The overall accuracy of each machine learning algorithm in predicting the resistance trait, assessed in terms of F1 score (harmonic mean of recall and precision), is shown for each (species group, drug) combination in Figure 2, Figure 3, Figure 4 and Figure 5: (Klebsiella pneumoniae, Doripenem) in Figure 2a, (Escherichia coli and Shigella, Doripenem) in Figure 2b, (Pseudomonas aeruginosa, Imipenem) in Figure 2c, (K. pneumoniae, Meropenem) in Figure 3a, (E. coli and Shigella, Meropenem) in Figure 3b, (Enterobacter, Meropenem) in Figure 3c, (K. pneumoniae, Ertapenem) in Figure 4a, (K. pneumoniae, Imipenem) in Figure 4b, (E. coli and Shigella, Ertapenem) in Figure 4c, (E. coli and Shigella, Imipenem) in Figure 4d, (P. aeruginosa, Meropenem) in Figure 4e, (Enterobacter, Imipenem) in Figure 4f, (Salmonella enterica, Gentamicin) in Figure 5a, (S. enterica, Kanamycin) in Figure 5b, and (S. enterica, Streptomycin) in Figure 5c.

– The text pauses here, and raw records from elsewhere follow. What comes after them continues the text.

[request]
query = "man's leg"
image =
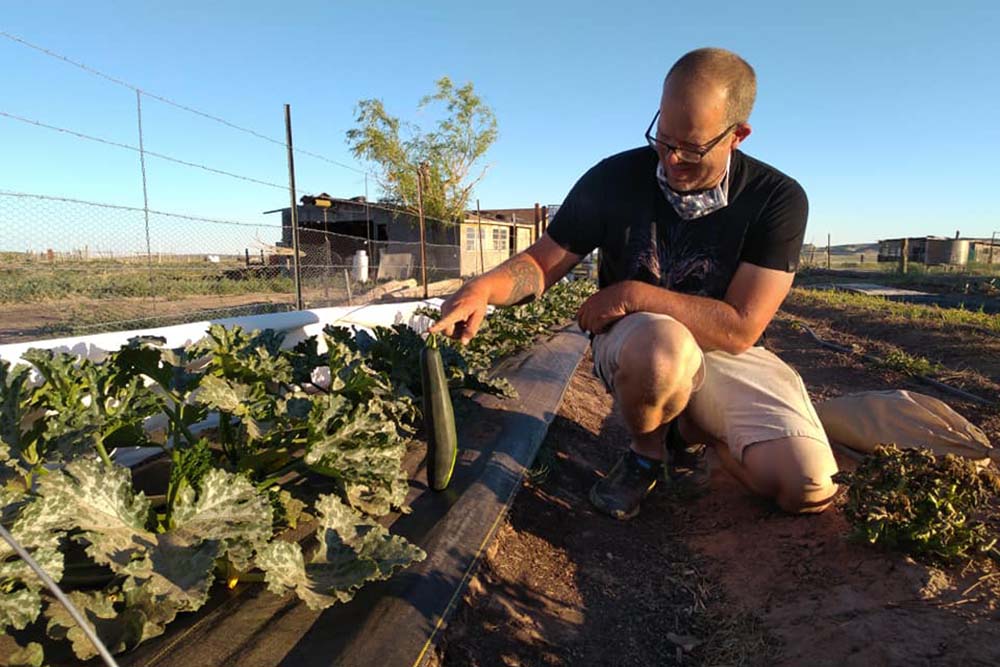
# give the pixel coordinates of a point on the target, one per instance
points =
(795, 472)
(652, 384)
(756, 412)
(650, 363)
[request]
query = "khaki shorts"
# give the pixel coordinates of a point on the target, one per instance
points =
(739, 399)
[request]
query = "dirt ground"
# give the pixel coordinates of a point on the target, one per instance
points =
(725, 579)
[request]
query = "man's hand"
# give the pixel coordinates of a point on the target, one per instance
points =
(462, 313)
(607, 306)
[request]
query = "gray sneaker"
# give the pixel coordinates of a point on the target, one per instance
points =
(629, 482)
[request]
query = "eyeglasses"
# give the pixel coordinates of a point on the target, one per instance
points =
(689, 155)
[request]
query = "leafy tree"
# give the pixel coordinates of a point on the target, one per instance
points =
(451, 151)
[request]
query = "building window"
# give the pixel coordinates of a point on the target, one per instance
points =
(500, 238)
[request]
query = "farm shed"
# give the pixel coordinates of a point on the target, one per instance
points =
(935, 250)
(500, 238)
(332, 230)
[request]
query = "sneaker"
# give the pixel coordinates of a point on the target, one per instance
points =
(686, 465)
(620, 493)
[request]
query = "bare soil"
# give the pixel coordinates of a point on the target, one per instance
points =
(726, 579)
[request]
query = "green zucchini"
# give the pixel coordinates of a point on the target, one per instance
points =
(439, 417)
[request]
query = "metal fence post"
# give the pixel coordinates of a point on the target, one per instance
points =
(145, 192)
(423, 236)
(295, 209)
(479, 232)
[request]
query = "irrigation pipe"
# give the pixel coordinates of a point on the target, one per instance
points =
(102, 650)
(937, 384)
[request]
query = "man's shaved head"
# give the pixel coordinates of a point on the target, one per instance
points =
(722, 68)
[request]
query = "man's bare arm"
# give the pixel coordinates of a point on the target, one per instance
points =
(733, 324)
(520, 279)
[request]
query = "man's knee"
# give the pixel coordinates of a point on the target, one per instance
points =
(658, 358)
(796, 472)
(806, 495)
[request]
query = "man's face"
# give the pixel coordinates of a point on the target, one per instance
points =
(691, 116)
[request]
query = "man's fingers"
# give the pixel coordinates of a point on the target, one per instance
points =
(448, 320)
(472, 325)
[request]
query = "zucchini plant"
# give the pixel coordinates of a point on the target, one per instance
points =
(241, 418)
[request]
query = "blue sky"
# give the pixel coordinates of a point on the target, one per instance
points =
(884, 111)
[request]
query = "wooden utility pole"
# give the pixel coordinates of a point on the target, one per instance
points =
(423, 237)
(538, 222)
(295, 209)
(479, 231)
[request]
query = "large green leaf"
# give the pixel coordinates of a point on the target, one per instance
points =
(353, 551)
(18, 608)
(118, 632)
(228, 510)
(360, 447)
(100, 502)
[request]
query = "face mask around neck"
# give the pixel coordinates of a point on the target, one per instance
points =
(694, 205)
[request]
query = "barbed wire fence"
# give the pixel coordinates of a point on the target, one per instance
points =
(71, 266)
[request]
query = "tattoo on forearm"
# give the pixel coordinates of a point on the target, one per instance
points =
(527, 281)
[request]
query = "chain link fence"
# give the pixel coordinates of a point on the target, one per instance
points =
(71, 267)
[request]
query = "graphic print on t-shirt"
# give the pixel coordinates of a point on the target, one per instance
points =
(667, 256)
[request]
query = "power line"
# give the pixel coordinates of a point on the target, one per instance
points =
(133, 209)
(178, 105)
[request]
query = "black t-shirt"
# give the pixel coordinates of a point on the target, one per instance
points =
(618, 206)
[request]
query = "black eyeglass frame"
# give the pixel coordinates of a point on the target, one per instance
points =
(701, 152)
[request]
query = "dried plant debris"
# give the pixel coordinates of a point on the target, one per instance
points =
(939, 509)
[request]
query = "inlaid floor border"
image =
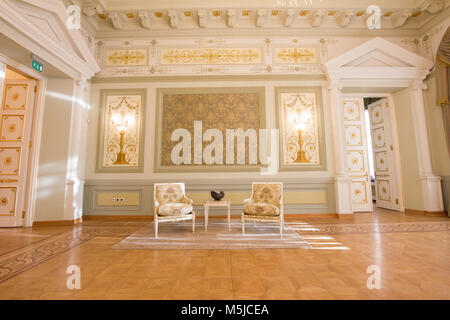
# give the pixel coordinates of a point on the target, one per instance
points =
(358, 228)
(17, 261)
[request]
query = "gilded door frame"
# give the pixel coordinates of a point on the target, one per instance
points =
(36, 133)
(397, 169)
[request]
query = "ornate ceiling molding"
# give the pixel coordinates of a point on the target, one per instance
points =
(141, 16)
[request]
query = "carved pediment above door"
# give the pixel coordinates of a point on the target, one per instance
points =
(378, 61)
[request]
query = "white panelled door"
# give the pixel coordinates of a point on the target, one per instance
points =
(356, 153)
(386, 185)
(15, 129)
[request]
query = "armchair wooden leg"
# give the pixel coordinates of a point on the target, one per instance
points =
(281, 228)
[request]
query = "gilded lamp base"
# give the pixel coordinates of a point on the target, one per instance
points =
(121, 158)
(301, 154)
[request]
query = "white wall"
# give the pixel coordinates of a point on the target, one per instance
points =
(53, 156)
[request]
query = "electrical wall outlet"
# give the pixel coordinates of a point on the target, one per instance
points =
(118, 199)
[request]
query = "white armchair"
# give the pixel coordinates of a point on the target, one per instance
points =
(265, 204)
(171, 204)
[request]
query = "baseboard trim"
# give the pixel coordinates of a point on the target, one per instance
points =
(114, 217)
(347, 216)
(57, 222)
(201, 216)
(427, 213)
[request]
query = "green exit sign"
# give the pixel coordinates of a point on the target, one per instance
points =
(36, 65)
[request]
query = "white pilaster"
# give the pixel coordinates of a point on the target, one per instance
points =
(431, 184)
(343, 181)
(73, 206)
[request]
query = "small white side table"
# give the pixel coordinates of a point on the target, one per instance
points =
(215, 203)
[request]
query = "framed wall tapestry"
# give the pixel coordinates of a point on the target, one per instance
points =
(121, 131)
(300, 120)
(198, 129)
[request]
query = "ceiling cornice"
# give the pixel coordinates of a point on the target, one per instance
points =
(121, 19)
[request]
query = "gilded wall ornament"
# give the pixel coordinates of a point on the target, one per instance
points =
(211, 56)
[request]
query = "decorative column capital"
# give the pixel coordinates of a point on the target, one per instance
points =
(335, 85)
(418, 85)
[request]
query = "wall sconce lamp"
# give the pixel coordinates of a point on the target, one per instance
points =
(121, 123)
(300, 120)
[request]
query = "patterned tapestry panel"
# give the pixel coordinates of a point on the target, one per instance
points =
(216, 111)
(132, 57)
(122, 112)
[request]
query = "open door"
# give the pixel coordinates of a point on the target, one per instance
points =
(356, 153)
(16, 115)
(387, 184)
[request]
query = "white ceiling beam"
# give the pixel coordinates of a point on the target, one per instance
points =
(260, 15)
(399, 18)
(202, 18)
(289, 17)
(231, 18)
(116, 20)
(146, 21)
(344, 18)
(433, 6)
(317, 17)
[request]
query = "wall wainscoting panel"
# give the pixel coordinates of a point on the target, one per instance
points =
(446, 193)
(301, 196)
(211, 56)
(121, 131)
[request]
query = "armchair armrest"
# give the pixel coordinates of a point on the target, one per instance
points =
(187, 200)
(156, 206)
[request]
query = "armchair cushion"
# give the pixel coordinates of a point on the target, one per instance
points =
(261, 209)
(169, 193)
(267, 193)
(175, 209)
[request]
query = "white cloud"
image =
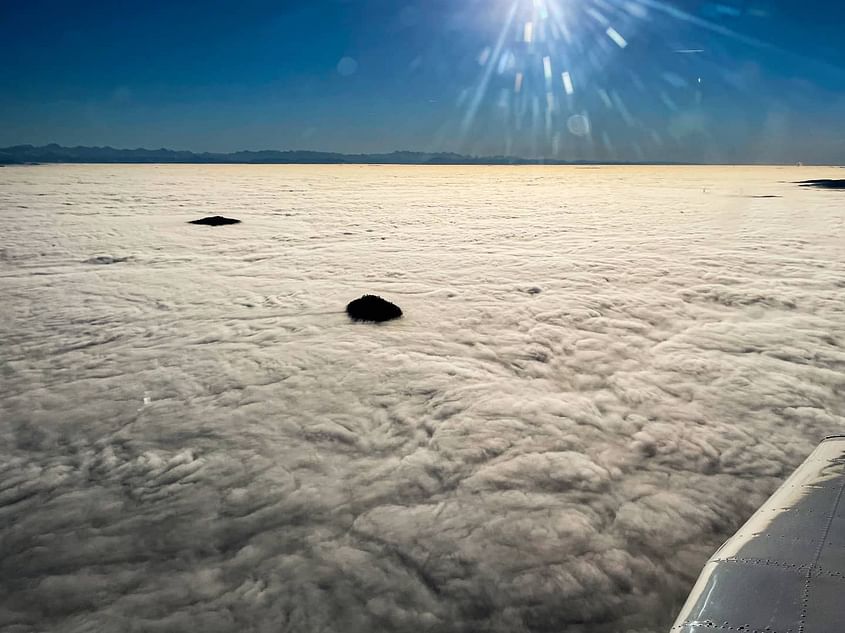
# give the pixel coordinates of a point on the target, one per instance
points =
(196, 437)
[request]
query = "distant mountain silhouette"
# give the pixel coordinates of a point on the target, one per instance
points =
(23, 154)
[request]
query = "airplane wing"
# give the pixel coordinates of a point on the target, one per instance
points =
(784, 571)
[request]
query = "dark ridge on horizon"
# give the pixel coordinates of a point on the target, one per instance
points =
(53, 153)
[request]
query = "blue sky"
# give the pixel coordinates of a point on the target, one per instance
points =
(677, 80)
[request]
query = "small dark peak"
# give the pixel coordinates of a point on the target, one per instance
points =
(104, 260)
(824, 183)
(215, 220)
(372, 308)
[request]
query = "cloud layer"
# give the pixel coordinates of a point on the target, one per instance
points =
(600, 374)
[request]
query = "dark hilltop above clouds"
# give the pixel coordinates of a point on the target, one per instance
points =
(53, 153)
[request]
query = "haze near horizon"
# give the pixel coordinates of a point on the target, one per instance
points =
(603, 80)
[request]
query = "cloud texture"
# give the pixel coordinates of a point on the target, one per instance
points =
(600, 374)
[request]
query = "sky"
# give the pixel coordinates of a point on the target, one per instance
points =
(629, 80)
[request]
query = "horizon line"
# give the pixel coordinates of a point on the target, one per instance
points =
(29, 154)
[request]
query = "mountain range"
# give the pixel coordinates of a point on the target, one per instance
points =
(53, 153)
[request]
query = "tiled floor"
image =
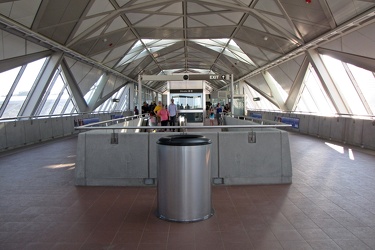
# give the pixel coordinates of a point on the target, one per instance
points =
(330, 205)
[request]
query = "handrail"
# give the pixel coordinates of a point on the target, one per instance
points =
(86, 127)
(17, 118)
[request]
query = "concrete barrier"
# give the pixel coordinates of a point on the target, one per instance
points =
(260, 156)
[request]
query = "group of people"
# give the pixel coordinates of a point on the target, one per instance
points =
(161, 114)
(217, 112)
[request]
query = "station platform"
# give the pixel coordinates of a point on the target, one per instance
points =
(329, 205)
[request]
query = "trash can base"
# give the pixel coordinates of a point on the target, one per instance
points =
(162, 217)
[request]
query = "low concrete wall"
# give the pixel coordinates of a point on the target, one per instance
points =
(237, 157)
(347, 130)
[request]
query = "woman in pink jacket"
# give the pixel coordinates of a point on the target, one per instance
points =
(164, 116)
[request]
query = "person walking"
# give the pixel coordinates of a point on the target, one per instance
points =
(172, 109)
(156, 110)
(163, 114)
(212, 115)
(219, 110)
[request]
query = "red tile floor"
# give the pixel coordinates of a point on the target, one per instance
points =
(329, 205)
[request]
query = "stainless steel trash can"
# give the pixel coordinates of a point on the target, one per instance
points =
(184, 178)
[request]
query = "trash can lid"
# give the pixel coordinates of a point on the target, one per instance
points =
(184, 140)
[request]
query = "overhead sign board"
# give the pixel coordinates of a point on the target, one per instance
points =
(186, 77)
(186, 91)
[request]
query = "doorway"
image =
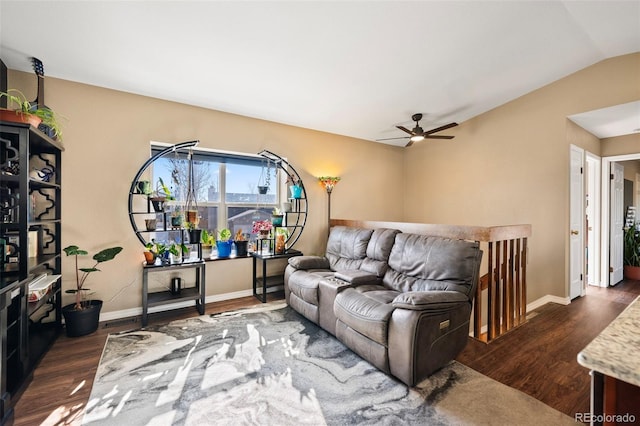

Results show that the Intersection set yielded best overall performance. The overall accuracy generated by a best performing machine learning classifier was highest with Intersection set for all species group and drug combinations, except for (E. coli and Shigella, Imipenem) where the best performing DT classifier generated equivalent overall accuracy for All set and Intersection set and for (S. enterica, drug) where All set yielded the best performance (overall accuracy for both All set and Intersection set were over 90%). Performance assessment results for (species group, drug) combinations using other metrics, namely, precision, recall, AU ROC, AUPR, and Loo CV are summarized in the Supplementary Figures S1–S5, (Supplementary Figure S1a–d for (K. pneumoniae, drug), Supplementary Figure S2a–d for (E. coli and Shigella, drug), Supplementary Figure S3a,b for (P. aeruginosa, drug), Supplementary Figure S4a,b for (Enterobacter, drug), and Supplementary Figure S5a–c for (S. enterica, drug)). Assessment based on other metrics (AU ROC, AUPR) or variants of cross-validation (10-fold, Loo) showed similar trends, with Intersection set yielding best performance, with close to, or higher than 90% overall accuracy by optimal classifiers, in most instances.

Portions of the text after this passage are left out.